Woman, Girl, The by Bernadine Evaristo


All are listed to buy on Bookstore, where 10% of your purchase goes to local independent bookshops.

https://uk.bookshop.org/shop/sophylayzell




Beneath Cornish Skies by Kate Ryder

Published 7th Jan 2021 by Aria and Aries


Official Blurb

To an outsider, Cassandra Shaw's life looks perfect. She lives in a beautiful, luxurious house in the English countryside, with a handsome, wealthy boyfriend who insists she needn't do a day's work in her life. But Cassie knows that something is not right. Her boyfriend has grown colder, treating her more like a housekeeper than a future wife. And her time feels empty and purposeless.

Cassandra has always been riddled with insecurities and self-doubt, but, just for once, she decides to take a chance on a new beginning. She answers an advert for a live-in nanny, dogwalker, cook and all-round 'Superhuman' for a family living in a rambling manor house on the rugged North Cornish coast. The work is hard and tiring, but Cassie has never felt so fulfilled.

As Cassie learns to connect with the natural beauty unfolding around her, Cornwall starts to offer up its secrets. Soon, Cassie starts wondering if she was drawn to this isolated part of the coast for a reason. Why was she guided to Foxcombe Manor? What are the flashes of light she sees in the valley? Is it her imagination or does someone brush past her? And who is the mysterious man living deep in the woods?

A beautiful romance with a hint of ghostliness, Beneath Cornish Skies is for anyone who has ever longed to start their lives again.


My Review

I don’t usually read romantic fiction but it was a nice easy read, well written with interesting research into the Cornish location. The landscape and history was the highlight for me and the whimsical ‘ghostliness’ a satisfying sub-plot. It was predictable, but aren’t books like this meant to be? It simply meant it all tied up very neatly at the end and wouldn’t be great if real life were like that!

The other aspect I enjoyed was the insight into horsemanship, especially as Cassandra has a natural approach rather than the traditional. Not being horsey, this is not something I knew of and was interested to learn about.

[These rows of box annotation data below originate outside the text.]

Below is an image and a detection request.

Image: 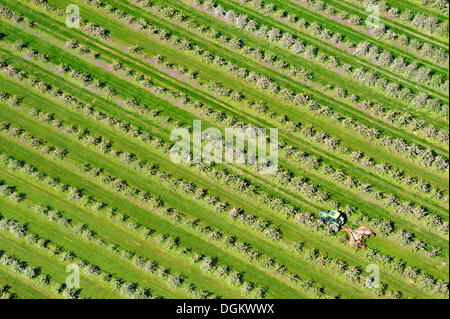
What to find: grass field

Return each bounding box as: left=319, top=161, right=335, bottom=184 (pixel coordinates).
left=0, top=0, right=449, bottom=299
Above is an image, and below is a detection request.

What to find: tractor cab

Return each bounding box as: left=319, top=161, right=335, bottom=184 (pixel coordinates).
left=317, top=210, right=345, bottom=232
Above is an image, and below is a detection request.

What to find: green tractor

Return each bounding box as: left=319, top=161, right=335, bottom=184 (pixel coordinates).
left=317, top=210, right=345, bottom=232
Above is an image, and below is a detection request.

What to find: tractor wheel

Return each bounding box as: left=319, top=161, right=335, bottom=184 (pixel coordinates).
left=330, top=224, right=341, bottom=232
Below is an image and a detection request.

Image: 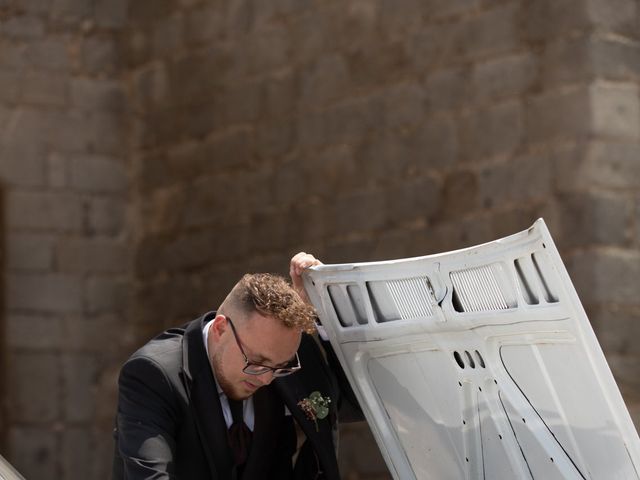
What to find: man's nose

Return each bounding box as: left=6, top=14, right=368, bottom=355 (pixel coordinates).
left=256, top=371, right=275, bottom=386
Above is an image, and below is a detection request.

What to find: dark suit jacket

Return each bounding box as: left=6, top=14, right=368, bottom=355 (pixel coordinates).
left=113, top=312, right=358, bottom=480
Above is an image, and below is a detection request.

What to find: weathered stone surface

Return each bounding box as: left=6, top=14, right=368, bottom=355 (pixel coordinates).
left=58, top=353, right=99, bottom=422
left=6, top=233, right=54, bottom=272
left=471, top=53, right=538, bottom=101
left=591, top=83, right=640, bottom=140
left=0, top=145, right=45, bottom=187
left=8, top=428, right=58, bottom=478
left=525, top=87, right=592, bottom=143
left=557, top=193, right=633, bottom=248
left=87, top=197, right=126, bottom=235
left=7, top=191, right=82, bottom=231
left=69, top=155, right=127, bottom=193
left=7, top=273, right=83, bottom=313
left=56, top=237, right=129, bottom=273
left=565, top=249, right=640, bottom=305
left=7, top=350, right=62, bottom=424
left=459, top=101, right=524, bottom=162
left=0, top=0, right=640, bottom=480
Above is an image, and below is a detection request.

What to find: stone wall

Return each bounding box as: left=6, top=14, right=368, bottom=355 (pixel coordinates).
left=0, top=0, right=640, bottom=480
left=0, top=0, right=131, bottom=479
left=129, top=0, right=640, bottom=479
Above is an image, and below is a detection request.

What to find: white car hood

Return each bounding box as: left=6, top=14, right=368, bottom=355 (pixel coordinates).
left=304, top=219, right=640, bottom=480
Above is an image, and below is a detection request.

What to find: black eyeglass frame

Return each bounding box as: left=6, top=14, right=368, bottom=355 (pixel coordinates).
left=225, top=315, right=302, bottom=377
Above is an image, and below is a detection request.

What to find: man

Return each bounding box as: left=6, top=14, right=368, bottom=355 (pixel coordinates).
left=113, top=252, right=354, bottom=480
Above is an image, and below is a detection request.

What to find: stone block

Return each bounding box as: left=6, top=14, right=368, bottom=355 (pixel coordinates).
left=22, top=72, right=69, bottom=107
left=384, top=177, right=441, bottom=226
left=0, top=15, right=45, bottom=40
left=0, top=69, right=24, bottom=104
left=451, top=3, right=521, bottom=59
left=261, top=70, right=300, bottom=118
left=402, top=115, right=460, bottom=174
left=459, top=101, right=524, bottom=163
left=6, top=233, right=54, bottom=271
left=255, top=119, right=296, bottom=159
left=51, top=0, right=92, bottom=22
left=60, top=353, right=99, bottom=423
left=81, top=112, right=128, bottom=156
left=220, top=81, right=264, bottom=124
left=0, top=144, right=45, bottom=187
left=184, top=4, right=224, bottom=46
left=7, top=273, right=83, bottom=313
left=346, top=38, right=411, bottom=88
left=0, top=106, right=99, bottom=152
left=81, top=36, right=120, bottom=75
left=24, top=36, right=70, bottom=71
left=151, top=11, right=185, bottom=58
left=565, top=249, right=640, bottom=306
left=69, top=155, right=127, bottom=193
left=87, top=197, right=126, bottom=235
left=0, top=42, right=28, bottom=71
left=591, top=83, right=640, bottom=140
left=60, top=426, right=92, bottom=479
left=556, top=193, right=633, bottom=249
left=300, top=53, right=350, bottom=108
left=46, top=152, right=69, bottom=188
left=56, top=237, right=129, bottom=273
left=586, top=0, right=640, bottom=39
left=7, top=350, right=62, bottom=424
left=425, top=67, right=472, bottom=111
left=8, top=428, right=58, bottom=478
left=591, top=37, right=640, bottom=82
left=437, top=170, right=480, bottom=221
left=85, top=276, right=129, bottom=314
left=383, top=83, right=427, bottom=129
left=521, top=0, right=592, bottom=43
left=71, top=78, right=127, bottom=112
left=20, top=0, right=51, bottom=14
left=249, top=211, right=290, bottom=253
left=471, top=53, right=538, bottom=101
left=129, top=0, right=176, bottom=26
left=428, top=217, right=492, bottom=253
left=7, top=191, right=83, bottom=232
left=540, top=36, right=594, bottom=89
left=93, top=0, right=131, bottom=29
left=525, top=87, right=592, bottom=143
left=160, top=229, right=216, bottom=271
left=556, top=140, right=640, bottom=190
left=404, top=23, right=457, bottom=72
left=324, top=191, right=389, bottom=235
left=478, top=153, right=553, bottom=208
left=241, top=28, right=293, bottom=76
left=6, top=314, right=65, bottom=352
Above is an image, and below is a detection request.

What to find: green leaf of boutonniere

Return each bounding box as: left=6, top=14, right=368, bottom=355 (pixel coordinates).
left=298, top=391, right=331, bottom=431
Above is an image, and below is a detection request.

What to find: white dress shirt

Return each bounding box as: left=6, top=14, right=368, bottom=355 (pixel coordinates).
left=202, top=320, right=255, bottom=432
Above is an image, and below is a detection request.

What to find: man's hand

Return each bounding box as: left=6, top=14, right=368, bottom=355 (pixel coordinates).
left=289, top=252, right=322, bottom=303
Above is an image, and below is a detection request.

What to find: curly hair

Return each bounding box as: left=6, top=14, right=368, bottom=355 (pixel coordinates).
left=220, top=273, right=316, bottom=333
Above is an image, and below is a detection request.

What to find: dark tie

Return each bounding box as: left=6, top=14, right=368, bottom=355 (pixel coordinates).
left=229, top=399, right=253, bottom=467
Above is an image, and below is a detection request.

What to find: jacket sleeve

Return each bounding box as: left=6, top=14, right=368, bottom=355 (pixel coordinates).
left=114, top=356, right=178, bottom=480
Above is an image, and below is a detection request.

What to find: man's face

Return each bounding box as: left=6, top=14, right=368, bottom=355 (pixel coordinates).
left=208, top=312, right=300, bottom=400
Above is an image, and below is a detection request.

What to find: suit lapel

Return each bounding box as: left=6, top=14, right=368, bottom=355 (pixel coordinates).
left=182, top=314, right=232, bottom=479
left=274, top=335, right=340, bottom=479
left=242, top=387, right=284, bottom=479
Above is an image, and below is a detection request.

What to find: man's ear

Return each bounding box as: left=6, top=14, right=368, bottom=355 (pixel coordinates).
left=209, top=315, right=229, bottom=342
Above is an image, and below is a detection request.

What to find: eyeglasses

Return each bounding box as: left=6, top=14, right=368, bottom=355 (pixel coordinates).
left=225, top=317, right=302, bottom=377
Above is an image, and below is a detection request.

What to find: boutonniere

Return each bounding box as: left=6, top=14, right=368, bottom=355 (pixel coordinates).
left=298, top=392, right=331, bottom=432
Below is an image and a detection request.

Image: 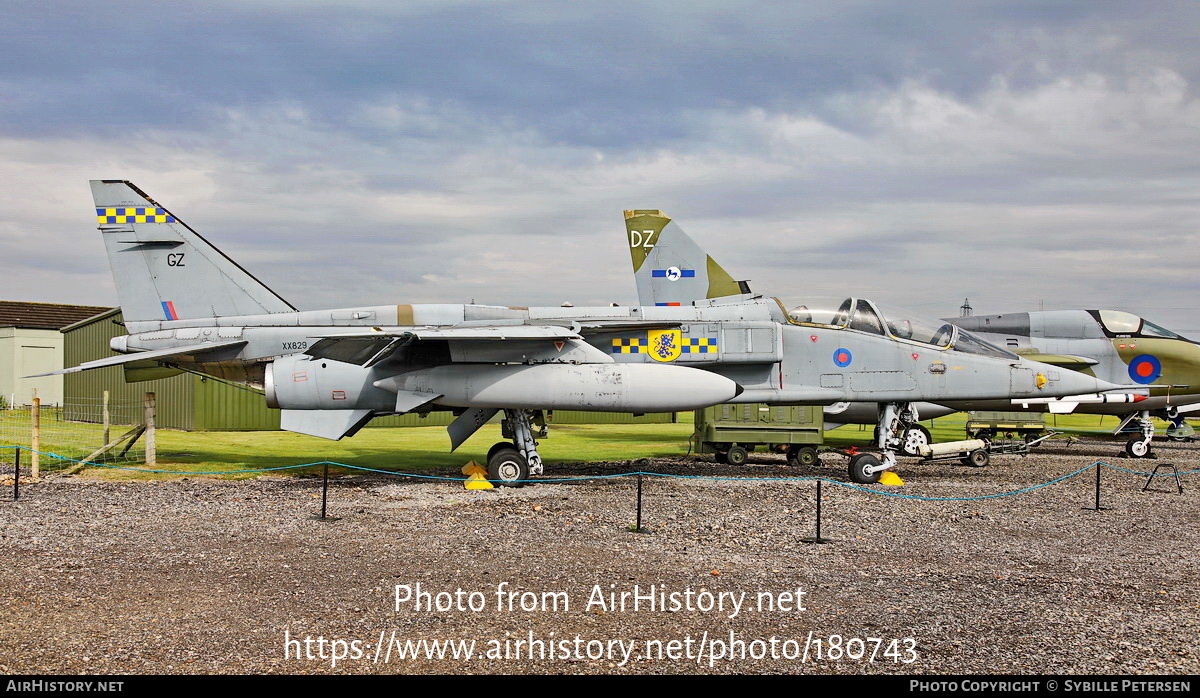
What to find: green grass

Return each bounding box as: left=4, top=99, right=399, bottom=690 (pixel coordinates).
left=0, top=414, right=1171, bottom=480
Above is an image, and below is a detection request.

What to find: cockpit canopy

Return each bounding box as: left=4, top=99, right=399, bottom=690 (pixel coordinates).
left=787, top=297, right=1019, bottom=359
left=1087, top=311, right=1183, bottom=339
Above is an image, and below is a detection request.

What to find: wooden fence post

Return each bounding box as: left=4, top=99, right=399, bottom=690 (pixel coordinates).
left=144, top=392, right=158, bottom=468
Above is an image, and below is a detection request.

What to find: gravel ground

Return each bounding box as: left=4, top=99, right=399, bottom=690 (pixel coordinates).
left=0, top=444, right=1200, bottom=674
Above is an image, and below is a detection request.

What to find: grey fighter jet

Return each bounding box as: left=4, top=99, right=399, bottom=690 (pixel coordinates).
left=39, top=180, right=1118, bottom=483
left=947, top=309, right=1200, bottom=458
left=625, top=210, right=1166, bottom=467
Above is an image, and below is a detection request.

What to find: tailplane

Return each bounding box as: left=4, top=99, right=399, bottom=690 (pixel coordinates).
left=625, top=210, right=750, bottom=306
left=91, top=180, right=295, bottom=323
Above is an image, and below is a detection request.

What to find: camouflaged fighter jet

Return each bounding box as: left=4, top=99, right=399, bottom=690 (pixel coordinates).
left=947, top=309, right=1200, bottom=458
left=37, top=180, right=1116, bottom=485
left=625, top=210, right=1152, bottom=475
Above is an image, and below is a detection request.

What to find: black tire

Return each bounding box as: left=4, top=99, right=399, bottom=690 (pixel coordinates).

Overall it was a nice bit of escapism. Who wouldn’t want to be walking the Cornish coast right now with the excitement of a blossoming new romance on the horizon? Thank you to netgalley for an ARC in exchange for my honest opinion.


My Rating

4 stars


La Belle Sauvage: The Book of Dust Volume One by Philip Pullman

Published 6 Sept 2018 by Penguin and David Fickling Books



Official Blurb

Malcolm Polstead's Oxford life has been one of routine, ordinary even. He is happiest playing with his daemon, Asta, in their canoe, La Belle Sauvage. But now as the rain builds, the world around Malcolm and Asta it seems is set to become increasingly far from ordinary. Finding himself linked to a baby by the name of Lyra Belacqua, Malcolm is forced to undertake the challenge of his life and to make a dangerous journey that will change him and Lyra for ever . . .



My Review

Sometimes there are stories that you simply don’t try to analyse too closely for fear they’ll lose their charm. Many books I read from a writers POV, although I try not to, but if the book is exciting enough I don’t even try…I simply enjoy it. I really enjoyed this one.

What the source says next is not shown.